So of course, she starts experiencing some major trouble in "Silver Borne," the fifth book about a mechanic with a knack for getting into supernatural trouble. Patricia Briggs deftly weaves together werewolf pack problems with a fae hunt for a mysterious book, while also turning her focus to Mercy's troubles with the pack, and Samuel's inner turmoil. It's a bit scattered at times, but still brilliant.
After a disastrous date with Adam, Mercy learns that Samuel has tried to kill himself -- and the only thing that saved him was his inner wolf, who is now in control of his mind and body. Whenever that happens it leads to madness and death, and the Marrok will kill his own son if he finds out. To make matters worse, she's faced with subtle magical sabotage from the wolf pack, and a TV bounty hunter shows up in town gunning for werewolves.
But Mercy's biggest problem is that the fae are trying to kill her, so they can get their hands on a mysterious book called the Silver Borne, which has been entrusted to her -- and then they capture a young friend of hers as a hostage. As she struggles to save Samuel from his hopelessness and the pack from internal strife, Mercy will have to take on a fairy queen who wants the Silver Borne for herself. But she has some allies who aren't about to just give in...
"Silver Borne" isn't quite as even as the last few Mercy Thompson books, mainly because Briggs swings between pack politics and the whole fae book disaster, spending a little too long on each for long periods (come on! There's a hostage! This is no time to infight!).

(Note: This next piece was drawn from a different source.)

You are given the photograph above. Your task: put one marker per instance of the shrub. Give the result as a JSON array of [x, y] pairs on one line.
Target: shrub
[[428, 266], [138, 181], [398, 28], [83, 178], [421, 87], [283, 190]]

But that unevenness isn't enough to stop it from being the sort of urban fantasy that Briggs writes best -- bloody, grimy, but with plenty of heart and passion at its core.

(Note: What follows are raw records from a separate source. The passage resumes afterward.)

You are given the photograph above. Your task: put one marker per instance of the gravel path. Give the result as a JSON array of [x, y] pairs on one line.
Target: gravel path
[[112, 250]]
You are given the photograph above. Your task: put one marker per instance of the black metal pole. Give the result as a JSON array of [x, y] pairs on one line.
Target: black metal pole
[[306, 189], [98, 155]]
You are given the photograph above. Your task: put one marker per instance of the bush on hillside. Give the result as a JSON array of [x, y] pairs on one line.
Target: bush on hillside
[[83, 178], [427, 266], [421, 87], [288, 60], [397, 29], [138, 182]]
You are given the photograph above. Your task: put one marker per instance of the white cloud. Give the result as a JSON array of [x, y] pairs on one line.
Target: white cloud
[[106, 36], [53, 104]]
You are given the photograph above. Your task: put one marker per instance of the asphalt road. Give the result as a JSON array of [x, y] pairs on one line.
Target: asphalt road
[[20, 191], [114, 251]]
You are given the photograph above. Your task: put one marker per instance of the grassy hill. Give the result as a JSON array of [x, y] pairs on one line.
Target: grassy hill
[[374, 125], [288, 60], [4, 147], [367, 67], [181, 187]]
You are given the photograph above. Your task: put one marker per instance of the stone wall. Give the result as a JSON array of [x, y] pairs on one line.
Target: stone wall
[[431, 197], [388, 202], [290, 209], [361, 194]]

Briggs' prose is as solid as her storyline -- lean and muscular ("he was a tall, sleek warrior with skin dark as wet bark. Sunlight tinted his hair gold"), with moments of humor (Sam as a "pony"), and some wonderfully tense fight scenes spattered with blood and magic. And compared to many authors, she juggles the werewolf politics and fae plotting very smoothly, never letting the plots drift too far from the "real world" of reality TV, broken-down cars and trailers in the desert.
And as usual, Mercy has a lot on her plate in this book -- she finds out that joining the pack won't make all the people in it accept her (some are even plotting against her!), and finds that even people she knows well might turn their backs because of the danger that follows her. And her new relationship with Adam hits its first road bump, which Briggs handles with just the right mixture of passion, bickering and heartfelt love. And most of the fae and werewolves are nicely fleshed out, although I seriously miss Stefan.
But the most striking Samuel's personal issues finally hit the breaking point -- he no longer wants to live because he has nothing to live for, and his inner wolf "Sam" emerges for much of the book. Briggs doesn't shy away from this thorny, painful issue, and she handles it very well.
"Silver Borne" is a bit more back-and-forth than some of Briggs' other Mercy Thompson books, but it's still a solid, beautifully written urban fantasy with plenty of heart. A must-read for werewolf fans.